- Associated Press - Friday, October 9, 2015

LOUISVILLE, Ky. (AP) - A Kentucky nonprofit that emerged as one of the largest insurance providers on the state’s health exchange has given notice that it won’t offer plans for 2016, a decision affecting tens of thousands of customers ahead of the next enrollment period starting in a few weeks.

The decision by Kentucky Health Cooperative, which operates in all 120 Kentucky counties, set off another round of political bickering over the federal health care overhaul and its impact on the state as Kentuckians prepare to elect a new governor on Nov. 3.

State health officials said Friday that current policyholders with Kentucky Health Cooperative will continue being covered through their existing policies, most of which expire Dec. 31, 2015. The company currently serves about 51,000 members.

But the cooperative notified state health officials that it will not offer plans when the 2016 open enrollment period begins Nov. 1 to purchase private health plans on kynect, the state’s health exchange. The enrollment period runs through next Jan. 31.

Kentucky Health Cooperative’s interim CEO, Glenn Jennings, said the nonprofit “came up short” of where it needed to be.

The company had received federal loans to help it stay afloat. Jennings said the decision to stop offering plans resulted from the company not receiving federal funding on which it had relied. The cooperative’s losses reached about $50 million in 2014 but had been whittled to $4 million by 2015, it said.

“We were on track to reverse direction and begin operating in the black, and we expected this to come about in 2016,” Jennings said.

Last year, Kentucky Health Cooperative received a $65 million federal loan from the Centers for Medicare and Medicaid Services to keep it afloat just days before the open enrollment period began. It is not unusual for nonprofit co-ops to receive so-called “solvency loans” from the federal government.

Responding to the Kentucky development, CMS said it recognized that not all startup co-ops would succeed.

“CMS’ priority is to make sure that marketplace customers have access to quality, affordable coverage through the marketplace,” the U.S. Department of Health and Human Services said Friday. “We are working with Kentucky officials to do everything possible to make sure consumers stay covered.”

Gov. Steve Beshear’s administration pointed to federal Census data showing Kentucky led the nation in the biggest drop in the number of people without health insurance from 2013 to 2014. Beshear is a staunch proponent of the Affordable Care Act. The law’s opponents refer to it as “Obamacare.” Beshear cannot seek re-election because of term limits.

The number of companies selling policies in the individual market on the exchange continues to grow, despite the loss of Kentucky Health Cooperative, state health officials said. Seven companies will sell such policies in the 2016 enrollment period, up from five in 2015 and three in 2014, they said.

Beshear predicted all Kentuckians will have at least two options of insurance companies in their counties for the 2016 enrollment.

The co-op’s departure from the exchange, and the impact for its 51,000 members, drew an immediate response from top Kentucky Republicans.

“This financial debacle is a direct result of ‘Obamacare,’ which Gov. Beshear was too quick to embrace,” said Republican gubernatorial candidate and Louisville businessman Matt Bevin.

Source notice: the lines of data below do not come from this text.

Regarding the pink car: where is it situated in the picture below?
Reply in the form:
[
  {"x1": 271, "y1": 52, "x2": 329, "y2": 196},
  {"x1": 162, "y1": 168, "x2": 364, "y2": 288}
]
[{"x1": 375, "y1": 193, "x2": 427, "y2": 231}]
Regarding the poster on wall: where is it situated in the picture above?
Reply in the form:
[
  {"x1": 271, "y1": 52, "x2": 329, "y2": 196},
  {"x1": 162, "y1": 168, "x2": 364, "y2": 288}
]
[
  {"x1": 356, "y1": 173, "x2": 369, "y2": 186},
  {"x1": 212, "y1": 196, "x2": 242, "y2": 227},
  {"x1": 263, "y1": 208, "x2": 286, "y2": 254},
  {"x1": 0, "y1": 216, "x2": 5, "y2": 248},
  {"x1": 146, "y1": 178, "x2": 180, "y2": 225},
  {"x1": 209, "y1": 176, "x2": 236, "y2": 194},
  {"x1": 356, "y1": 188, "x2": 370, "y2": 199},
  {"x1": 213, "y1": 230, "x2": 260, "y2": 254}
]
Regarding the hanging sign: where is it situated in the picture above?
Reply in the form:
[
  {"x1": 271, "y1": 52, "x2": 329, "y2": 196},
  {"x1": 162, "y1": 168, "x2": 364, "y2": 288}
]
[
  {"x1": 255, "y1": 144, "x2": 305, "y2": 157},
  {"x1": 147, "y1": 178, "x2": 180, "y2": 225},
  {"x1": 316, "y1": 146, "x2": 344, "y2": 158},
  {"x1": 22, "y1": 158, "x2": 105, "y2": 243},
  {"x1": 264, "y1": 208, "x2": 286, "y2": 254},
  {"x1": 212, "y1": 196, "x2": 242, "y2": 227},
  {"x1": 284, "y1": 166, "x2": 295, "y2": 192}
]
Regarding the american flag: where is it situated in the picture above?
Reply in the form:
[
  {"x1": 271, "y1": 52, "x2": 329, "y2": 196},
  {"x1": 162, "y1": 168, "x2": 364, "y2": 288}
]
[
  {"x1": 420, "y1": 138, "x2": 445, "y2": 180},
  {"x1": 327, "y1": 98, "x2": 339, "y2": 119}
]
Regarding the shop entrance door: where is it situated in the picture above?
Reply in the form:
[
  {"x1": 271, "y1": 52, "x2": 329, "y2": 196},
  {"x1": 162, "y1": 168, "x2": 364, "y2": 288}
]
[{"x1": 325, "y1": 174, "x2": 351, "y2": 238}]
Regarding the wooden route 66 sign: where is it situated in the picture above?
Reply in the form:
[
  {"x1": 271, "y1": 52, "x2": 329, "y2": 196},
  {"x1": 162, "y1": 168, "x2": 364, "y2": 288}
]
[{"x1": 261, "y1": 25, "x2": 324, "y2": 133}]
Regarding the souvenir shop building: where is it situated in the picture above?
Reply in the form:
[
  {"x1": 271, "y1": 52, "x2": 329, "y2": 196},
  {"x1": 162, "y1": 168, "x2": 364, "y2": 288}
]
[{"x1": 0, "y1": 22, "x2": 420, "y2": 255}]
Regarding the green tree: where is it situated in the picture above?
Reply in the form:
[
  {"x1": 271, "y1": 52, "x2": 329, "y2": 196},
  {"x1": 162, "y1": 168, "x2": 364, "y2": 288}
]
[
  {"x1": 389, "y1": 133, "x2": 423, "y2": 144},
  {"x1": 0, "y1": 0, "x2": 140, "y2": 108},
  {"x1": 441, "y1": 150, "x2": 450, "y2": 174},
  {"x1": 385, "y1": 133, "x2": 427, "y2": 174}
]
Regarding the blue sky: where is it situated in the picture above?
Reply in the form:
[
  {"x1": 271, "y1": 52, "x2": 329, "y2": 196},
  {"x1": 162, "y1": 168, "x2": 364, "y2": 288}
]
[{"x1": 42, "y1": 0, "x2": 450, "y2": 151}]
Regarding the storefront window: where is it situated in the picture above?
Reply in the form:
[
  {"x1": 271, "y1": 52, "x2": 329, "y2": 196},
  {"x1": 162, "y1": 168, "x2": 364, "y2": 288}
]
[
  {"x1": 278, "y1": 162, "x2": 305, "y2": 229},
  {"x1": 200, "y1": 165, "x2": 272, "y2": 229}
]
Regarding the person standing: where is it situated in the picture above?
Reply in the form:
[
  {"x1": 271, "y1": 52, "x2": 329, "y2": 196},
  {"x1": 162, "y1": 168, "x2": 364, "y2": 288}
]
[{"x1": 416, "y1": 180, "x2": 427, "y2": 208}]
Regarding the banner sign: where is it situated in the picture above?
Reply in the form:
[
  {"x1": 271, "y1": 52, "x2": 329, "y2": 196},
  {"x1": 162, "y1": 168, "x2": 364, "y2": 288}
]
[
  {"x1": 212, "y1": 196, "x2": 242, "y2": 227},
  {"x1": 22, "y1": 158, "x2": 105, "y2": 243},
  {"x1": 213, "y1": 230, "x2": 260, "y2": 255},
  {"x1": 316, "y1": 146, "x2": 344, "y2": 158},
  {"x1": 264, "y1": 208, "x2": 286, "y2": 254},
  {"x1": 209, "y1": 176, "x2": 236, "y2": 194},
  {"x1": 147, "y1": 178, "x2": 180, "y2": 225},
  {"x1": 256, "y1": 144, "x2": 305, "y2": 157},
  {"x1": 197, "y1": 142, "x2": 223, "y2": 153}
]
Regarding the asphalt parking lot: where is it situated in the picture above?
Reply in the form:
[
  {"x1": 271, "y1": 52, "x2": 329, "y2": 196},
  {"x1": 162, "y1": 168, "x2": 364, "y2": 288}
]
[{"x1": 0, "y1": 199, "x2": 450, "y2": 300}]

U.S. Senate Majority Leader Mitch McConnell, R-Ky., called it “the latest in a string of broken promises with real consequences for the people of Kentucky, who may now be losing the health insurance they had and liked twice within the past three years because of ‘Obamacare’s failures.”

Bevin said his Democratic opponent, state Attorney General Jack Conway, had failed to protect the co-op’s members.

“Where has Jack Conway been in investigating this catastrophic co-op?” Bevin said.

Conway countered that Bevin has vowed to repeal Kentucky’s expanded Medicaid program under the federal Affordable Care Act, a decision by Beshear that brought health insurance to more than 400,000 people across the state.

As for the co-op’s departure from the exchange, Conway said: “The private sector and market forces will ultimately determine which of the providers are most successful, but my commitment is that every Kentuckian who wants health care will have access to it because it’s vital to Kentucky’s continued economic success and the prosperity of our residents.”